Two roads of width 2.5 m are constructed in a rectangular park, one is parallel to length and the other parallel to its breadth. Find the cost of constructing the roads at ₹ 5 per m^{2} if the length and breadth of the park are 36 m and 24 m respectively.

Answer:

Area of the road parallel to the length = 36 × 2.5 = 90 m^{2}

Area of the road parallel to the breadth = 24 x× 2.5 = 60 m^{2}

Area of the common region = 2.5 × 2.5 = 6.25 m^{2}

∴ Total area of the roads = 90 + 60 – 6.25

= 150 – 6.25 = 143.75 m^{2} and cost of construction = 5 × 143.75 = ₹ 718.75

Hence the required area = 143.75 m2 and the cost of construction = ₹ 718.75.

Question 15.

12000 tiles of measuring 10 cm by 8 cm are used to cover the surface of a hall. Find the area of the surface of the hall. If 8 m is the length of the hall, find its breadth.

Answer:

Area of 1 tile = 10 × 8 = 80 cm^{2}

Area of 12000 tiles = 80 × 12000

= 960000 cm^{2}

= 96 m^{2}

Breadth of the hall = 96 ÷ 8 = 12 m

Hence the area of the surface is 96 m^{2} and the breadth is 12 m.

Question 16.

Find the area of the shaded region in given figure.

Answer:

Area of the rectangle = 28 × 18 = 504 m^{2}

EF = 28 – 2 × 3 = 22 m

FG = 18 – 2 × 3 = 12 m

∴ Area of the rectangle EFGH = 22 × 12 = 264 m^{2}

Area of the shaded region = 504 – 264 = 240 m^{2}

Hence the required area = 240 m^{2}.

Question 17.

Swati draws the figure of an aeroplane as shown in the given figure. Here, the wings ABCD and GHIF form two parallelograms respectively. The tail DEF is an equilateral triangle, the cockpit CKI is a semi-circle and middle part DCIF is a square.
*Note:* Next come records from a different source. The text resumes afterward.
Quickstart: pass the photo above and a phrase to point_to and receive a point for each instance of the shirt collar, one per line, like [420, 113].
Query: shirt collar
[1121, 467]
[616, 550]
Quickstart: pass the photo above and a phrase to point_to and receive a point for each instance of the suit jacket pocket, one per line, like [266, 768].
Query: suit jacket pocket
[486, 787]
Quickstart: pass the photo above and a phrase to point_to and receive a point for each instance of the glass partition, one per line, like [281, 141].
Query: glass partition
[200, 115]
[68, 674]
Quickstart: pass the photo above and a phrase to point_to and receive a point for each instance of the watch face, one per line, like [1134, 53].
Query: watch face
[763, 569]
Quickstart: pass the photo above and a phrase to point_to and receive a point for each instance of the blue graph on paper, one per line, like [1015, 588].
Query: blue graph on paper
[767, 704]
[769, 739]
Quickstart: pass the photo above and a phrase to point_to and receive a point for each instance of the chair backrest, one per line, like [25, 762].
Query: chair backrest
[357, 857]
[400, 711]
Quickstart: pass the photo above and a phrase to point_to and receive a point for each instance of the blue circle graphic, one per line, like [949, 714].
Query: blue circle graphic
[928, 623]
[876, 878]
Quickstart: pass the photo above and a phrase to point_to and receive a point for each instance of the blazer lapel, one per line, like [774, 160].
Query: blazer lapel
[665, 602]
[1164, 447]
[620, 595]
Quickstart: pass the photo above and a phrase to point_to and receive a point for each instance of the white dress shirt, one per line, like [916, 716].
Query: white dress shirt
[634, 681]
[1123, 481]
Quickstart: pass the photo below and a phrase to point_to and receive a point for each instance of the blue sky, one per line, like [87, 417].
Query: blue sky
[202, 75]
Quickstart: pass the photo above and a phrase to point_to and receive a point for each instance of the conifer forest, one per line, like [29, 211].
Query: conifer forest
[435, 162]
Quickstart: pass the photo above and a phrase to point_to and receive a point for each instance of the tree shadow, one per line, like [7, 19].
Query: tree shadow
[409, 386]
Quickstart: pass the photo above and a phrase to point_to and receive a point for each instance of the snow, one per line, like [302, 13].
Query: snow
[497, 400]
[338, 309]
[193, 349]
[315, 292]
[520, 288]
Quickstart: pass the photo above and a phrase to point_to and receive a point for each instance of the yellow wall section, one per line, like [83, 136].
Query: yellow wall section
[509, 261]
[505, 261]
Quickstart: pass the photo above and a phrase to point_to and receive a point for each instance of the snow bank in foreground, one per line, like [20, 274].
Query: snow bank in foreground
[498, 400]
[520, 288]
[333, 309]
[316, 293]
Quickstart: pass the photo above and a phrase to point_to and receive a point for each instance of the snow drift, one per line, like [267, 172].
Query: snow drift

Calculate the area of the plane figure if BP ⊥ CD and HQ ⊥ FI. The measurements in the figure are in cm.

Answer:

Area of two parallelograms ABCD and FGHI

= 2 × (base × altitude)

= 2 × (6 × 3) = 36 cm^{2}

Area of square DFIC = 6 × 6 = 36 cm^{2}

Area of equilateral triangle = \(\frac{1}{2}\)πr^{2}

= \(\frac{\sqrt{3}}{4}\) × 6 × 6 = 9√3 cm^{2}

= 9 × 1.732

= 15.58 cm^{2}

Total area = 36 + 36 + 14.14 + 15.58

= 101.72 cm^{2}

Hence the total area = 101.72 cm^{2}.